Antara Logika, Iman, dan Hasrat (Seksual) Terlarang
Siapa saja bisa menjadi penjahat seksual, apapun profesi, pendidikan atau agamanya. Akal dan iman saja tak cukup menjaga seseorang dari pelanggaran norma dan pelecehan manusia.
Oleh
M Zaid Wahyudi
·6 menit baca
Terungkapnya sejumlah kasus kekerasan seksual di lembaga pendidikan, umum dan keagamaan, menunjukkan siapa saja bisa menjadi penjahat seksual, apapun profesi, pendidikan atau agamanya. Akal dan iman saja nyatanya tak cukup menjaga seseorang dari berbuat hal-hal yang melanggar norma dan merendahkan manusia lain.
Pelaku kejahatan seksual, setinggi apapun pendidikan dan keimanannya, adalah orang yang tidak punya sistem kendali diri baik. "Rasionalitas tidak selalu sejalan dengan kendali diri," kata peneliti neurosains dan perilaku sosial yang juga Dekan Fakultas Kedokteran Universitas Pembangunan Nasional Veteran Jakarta Taufiq Pasiak di Jakarta, Jumat (7/1/2022).
Kendali diri merupakan fungsi puncak otak manusia, derajatnya lebih tinggi dari kemampuan berpikir rasional atau kalkulatif. Kendali diri itu memungkinkan seseorang menunda kenikmatan atau kepuasan yang bisa mereka raih, baik karena adanya aturan, norma, tekanan lingkungan, maupun keyakinan bahwa penundaan itu akan berbuah lebih manis di masa depan.
Pengendalian diri juga menjadi inti dari ajaran banyak agama. Sistem kendali diri itu dalam otak diatur di bagian korteks prefrontal yang ada di otak bagian depan dan girus singulatus yang menghubungkan antara korteks prefrontal dengan sistem limbik atau pusat emosi manusia.
"Namun, sama seperti otot, pematangan sistem kendali diri di otak itu hanya bisa dilakukan lewat latihan menghadapi tantangan yang dilegitimasi oleh lingkungan," katanya.
Pengendalian diri adalah keterampilan hidup yang harus terus diulang dengan tantangan yang beragam dan intens. Kendali diri tidak bisa dibentuk dengan hapalan. Karena itu, sistem kendali diri seringkali tak berhubungan dengan tingkat pendidikan, banyaknya pengetahuan agama, apalagi tampilan luar atau atribut keimanan seseorang.

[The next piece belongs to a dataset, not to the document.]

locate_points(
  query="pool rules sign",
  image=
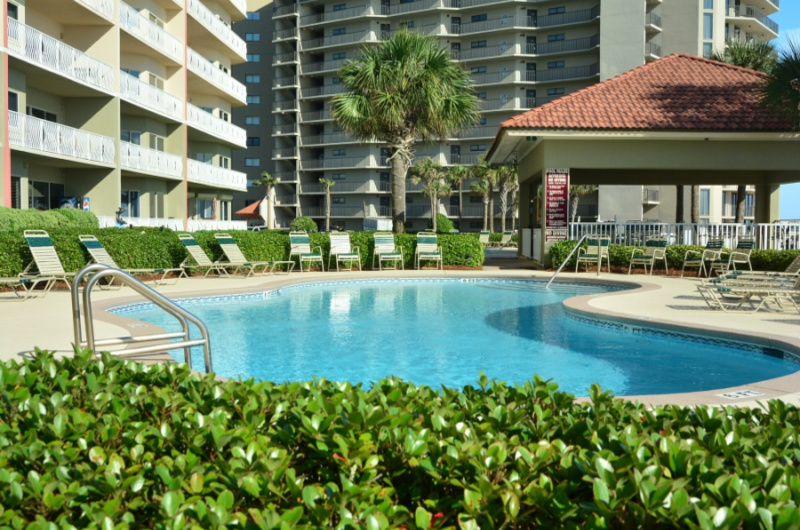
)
(556, 205)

Peneliti psikologi kognitif yang juga Wakil Dekan Bidang Akademik dan Kemahasiswaan Fakultas Psikologi Universitas Gadjah Mada Yogyakarta Galang Lufityanto mengatakan, pelaku kejahatan seksual punya kecenderungan kognitif yang tidak tepat. Mereka mengembangkan konsep moral yang membuatnya tidak merasa bersalah meski telah merendahkan orang lain.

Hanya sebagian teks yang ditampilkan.